Gustavo ao dar voz à sua avó Constantina na verdade reconstrói a figura da personagem Constantina através da visão do personagem Gustavo. Sendo assim a personagem que nos é apresentada, apesar de guardar semelhança com algumas características com a personagem Constantina que existia no momento do desenrolar da ação no passado, não é a mesma personagem. Assim como uma pintura é a representação de uma paisagem e não a própria paisagem, a personagem Constantina que o personagem Gustavo nos apresenta é uma representação da personagem Constantina de sua adolescência.

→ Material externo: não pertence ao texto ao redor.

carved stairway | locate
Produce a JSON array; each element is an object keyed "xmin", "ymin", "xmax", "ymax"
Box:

Mesmo que o narrador se comprometa verdadeiramente a narrar a veracidade dos fatos, o eu que narra já não é mais o mesmo eu que vivenciou os fatos. Tendo conhecimento prévio do desfecho dos inúmeros eventos narrados e tendo a oportunidade de refletir sobre o que ocorreu, será possível que o narrador Gustavo narre exatamente como a adaptação nos Estados Unidos se deu para o Gustavo criança? Além disso, não é apenas o personagem homônimo ao autor, mas todos os personagens da obra que se propõe autobiográfica tem sua origem no autor, o que pode afetar a descrição dos mesmos, posto que a opinião do personagem narrador sobre os demais personagens influenciará a narrativa e a descrição destes, podendo não condizer necessariamente com as características e atitudes que os personagens apresentavam na época que as situações narradas aconteceram. Ao contar a história de si mesmo após anos dos fatos ocorridos o narrador precisa recriar a si mesmo através da escritura literária, o que limita essa reconstrução de si mesmo e dos demais posto que não é possível reproduzir todas as facetas da realidade.